To recognize the unexpectedly high caliber of the final scripts, each of the four finalists were given a $10,000 gift from Strayer. In addition to the $10,000 grand prize for winning the contest, Brooks also received an additional $15,000 gift from Strayer. Brooks also won the opportunity to be a writer in residence with Strayer Studios — a production team dedicated to infusing course curriculum with cinematic content to better engage students and help them grasp subject matter in more meaningful ways.
“We are proud to announce Donald as the winner of the ScriptED competition. His script captured the complexities and community experiences surrounding criminal justice in a powerful way,” said Karl McDonnell, CEO of Strategic Education, Inc. (SEI), the parent company of Strayer University.“Strayer Studios is dedicated to engaging students by infusing course curriculum with cinematic content. Brooks has developed a concept that we believe will resonate with students and bring Strayer’s Criminal Justice program to life. We’re thrilled to have him working alongside the Studios team.”
The contest called for an original script that addressed the key principles and reality of community experiences in criminal justice to spark debate and understanding of this topic among Strayer University students.
“This is an amazing feeling. I can’t wait to join the Strayer Studios team and bring my concept to life. I’m proud to be part of this important movement to advance criminal justice learning and spark debate among Strayer students,” said Brooks.
Brooks, from Brooklyn, NY, is a screenwriter and filmmaker who formerly worked to build scenario-based training materials for the Baltimore Police Department. As a writer in residence, Brooks will work with Emmy Award-winning filmmakers to develop a series of educational videos that pair with course curriculum, over a six-month period.
“We were impressed with the authentic story Donald told in his script that we believe will spark a sincere debate and better understanding of criminal justice among Strayer University students,” said Brickson Diamond, Chairman of The Blackhouse Foundation. “As we work to elevate and champion diverse talent in film, we hope to continue to partner with education institutions, like Strayer University, to advance storytelling for these new important audiences.”
A panel of judges evaluated submissions and participated during the live pitch session at the 2020 Sundance Film Festival, including Karl McDonnell; Nicole Cattell, Head of Strayer Studios; Judge Victoria Pratt, former Chief Judge in Newark Municipal Court, current Professor of Professional Practice at Rutgers University’s School of Criminal Justice and nationally acclaimed advocate for criminal justice reform; Aaliyah Williams, Founder and CEO of Just A Rebel; and Brickson Diamond.
“Donald’s script about a rookie cop in training and the ethical dilemmas he faces reflects cases our justice system encounters every day. I believe it will draw students in, help them understand the realities of the criminal justice system, and foster greater compassion for the individuals, families and community members impacted by it,” said Judge Pratt.
“Donald undoubtedly captures the nuances and complexities of today’s criminal justice system,” said Williams. “His script exhibits the difficult balance of insightful and authentic storytelling while also managing to compel and entertain.
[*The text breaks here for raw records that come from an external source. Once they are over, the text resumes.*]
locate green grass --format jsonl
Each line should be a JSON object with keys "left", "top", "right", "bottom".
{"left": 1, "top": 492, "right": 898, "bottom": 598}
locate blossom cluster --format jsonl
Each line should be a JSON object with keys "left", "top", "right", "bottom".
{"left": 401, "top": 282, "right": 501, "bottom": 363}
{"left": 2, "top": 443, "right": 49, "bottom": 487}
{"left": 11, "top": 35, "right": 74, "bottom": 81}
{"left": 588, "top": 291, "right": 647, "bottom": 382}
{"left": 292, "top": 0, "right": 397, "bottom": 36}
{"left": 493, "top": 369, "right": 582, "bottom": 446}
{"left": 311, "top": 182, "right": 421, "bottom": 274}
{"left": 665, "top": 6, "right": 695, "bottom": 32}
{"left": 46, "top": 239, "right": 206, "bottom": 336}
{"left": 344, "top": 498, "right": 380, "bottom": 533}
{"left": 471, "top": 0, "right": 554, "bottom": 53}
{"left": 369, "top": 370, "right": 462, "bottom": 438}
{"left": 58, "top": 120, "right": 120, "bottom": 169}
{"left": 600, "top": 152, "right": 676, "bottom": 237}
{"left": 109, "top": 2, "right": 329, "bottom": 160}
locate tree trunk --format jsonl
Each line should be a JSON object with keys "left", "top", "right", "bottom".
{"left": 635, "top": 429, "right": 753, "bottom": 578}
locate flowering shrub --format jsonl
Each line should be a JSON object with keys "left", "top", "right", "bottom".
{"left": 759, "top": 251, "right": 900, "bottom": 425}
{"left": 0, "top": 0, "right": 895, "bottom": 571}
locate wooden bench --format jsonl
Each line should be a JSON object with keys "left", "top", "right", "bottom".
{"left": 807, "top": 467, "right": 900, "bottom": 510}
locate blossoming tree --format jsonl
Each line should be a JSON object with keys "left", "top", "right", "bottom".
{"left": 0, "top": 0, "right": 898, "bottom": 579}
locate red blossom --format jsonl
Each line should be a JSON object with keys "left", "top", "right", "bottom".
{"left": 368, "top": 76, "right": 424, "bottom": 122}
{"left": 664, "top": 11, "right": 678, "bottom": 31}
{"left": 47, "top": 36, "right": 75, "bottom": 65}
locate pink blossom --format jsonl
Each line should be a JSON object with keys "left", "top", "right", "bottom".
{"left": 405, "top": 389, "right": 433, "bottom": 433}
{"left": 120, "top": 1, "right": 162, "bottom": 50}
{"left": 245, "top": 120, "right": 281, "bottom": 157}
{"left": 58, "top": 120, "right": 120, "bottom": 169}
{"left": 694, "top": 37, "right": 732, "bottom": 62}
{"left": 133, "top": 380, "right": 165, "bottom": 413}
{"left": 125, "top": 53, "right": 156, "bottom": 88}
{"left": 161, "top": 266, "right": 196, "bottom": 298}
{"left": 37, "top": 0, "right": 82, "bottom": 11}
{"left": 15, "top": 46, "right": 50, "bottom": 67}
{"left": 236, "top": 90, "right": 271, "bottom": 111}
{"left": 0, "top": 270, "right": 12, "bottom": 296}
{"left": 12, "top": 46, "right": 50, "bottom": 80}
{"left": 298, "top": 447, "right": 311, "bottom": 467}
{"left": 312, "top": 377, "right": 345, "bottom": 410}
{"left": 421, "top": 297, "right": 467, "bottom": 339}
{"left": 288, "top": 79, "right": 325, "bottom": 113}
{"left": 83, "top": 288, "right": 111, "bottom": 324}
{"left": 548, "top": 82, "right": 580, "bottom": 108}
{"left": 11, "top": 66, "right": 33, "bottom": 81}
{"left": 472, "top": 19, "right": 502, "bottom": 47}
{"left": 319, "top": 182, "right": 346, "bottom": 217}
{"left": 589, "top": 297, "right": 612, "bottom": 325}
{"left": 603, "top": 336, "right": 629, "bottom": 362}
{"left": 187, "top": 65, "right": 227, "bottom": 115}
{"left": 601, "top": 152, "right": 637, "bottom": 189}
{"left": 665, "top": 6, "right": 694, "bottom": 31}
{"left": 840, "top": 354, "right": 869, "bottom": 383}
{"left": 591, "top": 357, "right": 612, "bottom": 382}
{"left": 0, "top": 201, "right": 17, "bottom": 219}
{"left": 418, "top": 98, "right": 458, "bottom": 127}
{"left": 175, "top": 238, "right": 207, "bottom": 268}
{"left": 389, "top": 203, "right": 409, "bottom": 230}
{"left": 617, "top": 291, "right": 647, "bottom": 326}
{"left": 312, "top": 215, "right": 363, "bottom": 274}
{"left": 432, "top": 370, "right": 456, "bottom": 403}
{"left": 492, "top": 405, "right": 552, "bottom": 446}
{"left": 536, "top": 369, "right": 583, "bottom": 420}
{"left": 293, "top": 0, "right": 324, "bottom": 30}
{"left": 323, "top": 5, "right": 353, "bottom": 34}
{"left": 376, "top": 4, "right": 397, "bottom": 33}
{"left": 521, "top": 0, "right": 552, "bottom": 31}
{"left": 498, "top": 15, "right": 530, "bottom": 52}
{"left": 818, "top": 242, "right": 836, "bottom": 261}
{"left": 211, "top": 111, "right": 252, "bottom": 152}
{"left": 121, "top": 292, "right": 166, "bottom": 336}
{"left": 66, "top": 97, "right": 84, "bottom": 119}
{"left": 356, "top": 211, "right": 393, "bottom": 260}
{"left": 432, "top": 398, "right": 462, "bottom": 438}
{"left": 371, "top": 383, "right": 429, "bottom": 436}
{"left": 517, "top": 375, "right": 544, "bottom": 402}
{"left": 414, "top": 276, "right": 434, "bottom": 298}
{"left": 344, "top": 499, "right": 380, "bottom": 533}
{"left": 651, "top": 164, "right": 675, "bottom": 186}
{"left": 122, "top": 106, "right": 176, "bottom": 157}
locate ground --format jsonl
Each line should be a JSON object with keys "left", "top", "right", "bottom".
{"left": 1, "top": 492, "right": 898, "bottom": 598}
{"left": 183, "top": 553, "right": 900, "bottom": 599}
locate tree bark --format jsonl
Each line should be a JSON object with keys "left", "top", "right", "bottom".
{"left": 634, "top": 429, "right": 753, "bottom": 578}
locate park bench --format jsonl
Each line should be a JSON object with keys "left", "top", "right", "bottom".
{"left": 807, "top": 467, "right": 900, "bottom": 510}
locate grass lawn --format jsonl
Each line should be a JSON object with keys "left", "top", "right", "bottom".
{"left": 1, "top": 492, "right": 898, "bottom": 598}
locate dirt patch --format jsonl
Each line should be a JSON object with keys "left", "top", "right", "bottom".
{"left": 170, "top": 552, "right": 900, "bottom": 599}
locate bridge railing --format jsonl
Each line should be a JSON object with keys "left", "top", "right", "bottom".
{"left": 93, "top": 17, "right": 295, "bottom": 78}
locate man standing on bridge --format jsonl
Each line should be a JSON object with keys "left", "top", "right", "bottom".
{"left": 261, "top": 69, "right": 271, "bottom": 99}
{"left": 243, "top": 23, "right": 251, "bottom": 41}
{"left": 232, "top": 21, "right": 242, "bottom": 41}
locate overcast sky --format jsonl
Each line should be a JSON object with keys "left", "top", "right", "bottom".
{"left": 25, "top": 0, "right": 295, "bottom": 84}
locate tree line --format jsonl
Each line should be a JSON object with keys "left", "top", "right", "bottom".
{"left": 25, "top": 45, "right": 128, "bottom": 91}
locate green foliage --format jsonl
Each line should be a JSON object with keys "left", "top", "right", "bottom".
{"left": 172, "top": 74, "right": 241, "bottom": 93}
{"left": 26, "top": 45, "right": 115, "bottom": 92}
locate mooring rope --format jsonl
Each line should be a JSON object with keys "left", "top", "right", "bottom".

I believe his work will help increase student engagement in their course work and I look forward to helping Donald elevate his work commercially as well.”
Strayer Studios and the ScriptED competition are part of a series of initiatives by the University and SEI to support working adult students, including the implementation of cutting-edge AI technology and other programs to deliver student services and support persistence towards degree completion.